Hi all,
Good to hear from you, hp, but quite understand if a break is called for - hope we see you again in due course.
I think on balance the splinter thread seems to be a bad idea - my only thought was to keep us together, in a sense (by providing an outlet for redness), rather than splitting us - perish the thought. This thread is fab. (Even if I've been too busy entertaining two lots of visitors to come onto it over Easter until now.) And lovely to hear a word of reassurance from YTD. I'll try not to see this as a challenge to find the very worst things to share! (Only kidding.)
Am feeling rather mixed about the whole business at the moment (despite being already on a possible baby train...). For most of the weekend had friends with a young baby (four months) visiting. He's very cute and very co-operative but I didn't feel any massive maternal urges, or find him all that fascinating - though he is a bit young to be so yet so no reflection on him. His parents, who are very dear friends, are absolutely besotted, and fasciated by his every gurgle, which is lovely to see (they've waited a very long time for this) - but also still a bit mystifying from the outside. I know there's no earthly reason why I should feel maternal towards someone else's child (might have been a bit worrying if I had) but I still thought there may have been a twinge of excitement or longing, especially as I'm supposed to be mentally preparing myself for this becoming a reality, or at least the possibility that this might happen. Also two little boys of two and four in the next wave of visitors - cute too but definitely very very hard work. On a more positive note with them, they are getting more manageable, and my DH was quite interested in them, albeit in short bursts, so that was encouraging given his usual child-phobic stance (which isn't softening at all despite me having started on the IVF path).
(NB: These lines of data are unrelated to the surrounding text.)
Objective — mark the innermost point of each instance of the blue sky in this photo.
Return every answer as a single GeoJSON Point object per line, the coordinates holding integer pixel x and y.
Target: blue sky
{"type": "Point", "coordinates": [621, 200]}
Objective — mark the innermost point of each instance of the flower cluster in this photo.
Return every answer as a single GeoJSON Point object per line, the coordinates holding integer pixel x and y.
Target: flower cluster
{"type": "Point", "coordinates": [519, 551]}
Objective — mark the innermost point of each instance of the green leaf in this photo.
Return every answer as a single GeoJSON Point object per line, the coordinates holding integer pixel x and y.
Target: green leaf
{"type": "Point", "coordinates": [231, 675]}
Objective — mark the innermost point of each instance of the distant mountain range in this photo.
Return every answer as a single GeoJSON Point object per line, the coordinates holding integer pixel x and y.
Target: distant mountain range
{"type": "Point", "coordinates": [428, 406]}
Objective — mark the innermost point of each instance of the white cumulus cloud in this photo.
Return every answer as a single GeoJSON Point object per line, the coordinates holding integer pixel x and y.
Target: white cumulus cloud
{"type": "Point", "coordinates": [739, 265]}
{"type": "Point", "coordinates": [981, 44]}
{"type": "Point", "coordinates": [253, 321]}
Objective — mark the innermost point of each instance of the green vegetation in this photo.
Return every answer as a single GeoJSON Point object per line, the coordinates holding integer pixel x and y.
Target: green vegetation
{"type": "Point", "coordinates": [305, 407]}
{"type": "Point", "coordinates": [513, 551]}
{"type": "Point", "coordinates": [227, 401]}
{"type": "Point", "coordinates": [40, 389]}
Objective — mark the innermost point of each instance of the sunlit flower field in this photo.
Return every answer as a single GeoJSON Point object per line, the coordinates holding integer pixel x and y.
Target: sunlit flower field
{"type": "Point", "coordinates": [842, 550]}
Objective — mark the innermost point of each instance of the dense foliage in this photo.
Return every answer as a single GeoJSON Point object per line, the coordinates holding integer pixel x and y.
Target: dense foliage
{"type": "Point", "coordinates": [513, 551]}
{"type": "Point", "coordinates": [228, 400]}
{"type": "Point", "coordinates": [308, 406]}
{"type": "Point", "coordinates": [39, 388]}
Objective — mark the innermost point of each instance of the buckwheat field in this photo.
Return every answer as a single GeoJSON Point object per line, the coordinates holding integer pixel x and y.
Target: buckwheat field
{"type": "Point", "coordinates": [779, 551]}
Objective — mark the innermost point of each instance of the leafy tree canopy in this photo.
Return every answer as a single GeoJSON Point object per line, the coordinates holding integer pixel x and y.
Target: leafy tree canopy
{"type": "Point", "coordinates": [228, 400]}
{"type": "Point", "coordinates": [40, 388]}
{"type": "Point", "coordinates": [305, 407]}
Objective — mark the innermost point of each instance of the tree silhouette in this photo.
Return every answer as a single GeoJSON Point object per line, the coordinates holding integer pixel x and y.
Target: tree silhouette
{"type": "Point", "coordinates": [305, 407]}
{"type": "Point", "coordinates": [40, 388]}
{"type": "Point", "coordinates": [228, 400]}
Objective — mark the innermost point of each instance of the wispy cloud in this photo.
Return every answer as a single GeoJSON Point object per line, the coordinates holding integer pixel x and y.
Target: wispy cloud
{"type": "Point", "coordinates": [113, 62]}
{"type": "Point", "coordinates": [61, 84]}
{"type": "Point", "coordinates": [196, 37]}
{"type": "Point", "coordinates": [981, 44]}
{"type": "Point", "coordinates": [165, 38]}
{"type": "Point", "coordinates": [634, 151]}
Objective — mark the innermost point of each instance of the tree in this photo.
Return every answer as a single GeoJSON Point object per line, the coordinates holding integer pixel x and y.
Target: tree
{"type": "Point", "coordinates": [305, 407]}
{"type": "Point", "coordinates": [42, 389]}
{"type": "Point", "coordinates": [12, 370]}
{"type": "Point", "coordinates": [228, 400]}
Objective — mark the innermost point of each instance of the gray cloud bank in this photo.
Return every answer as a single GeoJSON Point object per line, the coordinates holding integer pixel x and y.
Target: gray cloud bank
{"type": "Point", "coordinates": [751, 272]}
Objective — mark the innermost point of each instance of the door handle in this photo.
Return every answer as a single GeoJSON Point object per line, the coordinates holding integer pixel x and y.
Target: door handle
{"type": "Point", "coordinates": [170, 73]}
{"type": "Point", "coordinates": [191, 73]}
Anyway, apologies for long post but slightly bemused/disquieted by my lack of engagement with real life babies and children (I mean I did engage fully with them all, obviously - and not just so our friends didn't disown us - but felt emotionally rather detached...). Perhaps it's a defence mechanism, but if so it's hiding its true colours very well.
(Mind you, I was cooking for much of the weekend (enjoyably, for the most part) so perhaps that was part of it!)
I feel very much in tune with confused's post, in fact. This has been close to how I feel for a while in some ways. So why am I doing IVF?? (I know this is becoming a stuck record, this cycle of thinking from me - sorry.) I do also have the odd flash of green. I am fascinated by kids in theory (absolutely love watching any tv programme about them, even the tediously-similar-in-format supernanny type ones), and I think I'll be ok at it - as all non-parents no doubt do. I also think I may/will regret it if I dn't, and this is perhaps a stronger feeling than it is for confused (probably because I'm older ). But not sure what evidence I have for this suspicion (I suppose the point is I can't get any at this stage!) or where it comes from.
Anyway, certainly haven't had any panics or any real thoughts that I should stop taking the drugs and get off this particular train, so hoping that means something at least. I must be the most half-hearted IVF-er in the world though.
BTW, like the way that confused has her own sign !
So I'm in the same old place! And think people are right that a splinter thread wouldn't be a good plan - sounds like hp needs a more drastic break than that, and the rest of us are happy to stay put and nourish our lovely community with whatever we are thinking/doing/pondering. And don't ever regret posting when you are tiddly, Seagreen - those are always lovely posts! (I sent my mum some flowers via the internet for mother's day, and as I typed in the message when I was a bit tipsy, it was quite soppy heartfelt about how inspirational she was, which could have been awful, but she was actually really touched and apparently 'moved to tears' so I was glad in the end!)
Wow, I'm obviously lacking an ear to bend now the guests have gone - will leave you in peace! xxx
PS. Many welcomes to our new members (and hi again Amanda).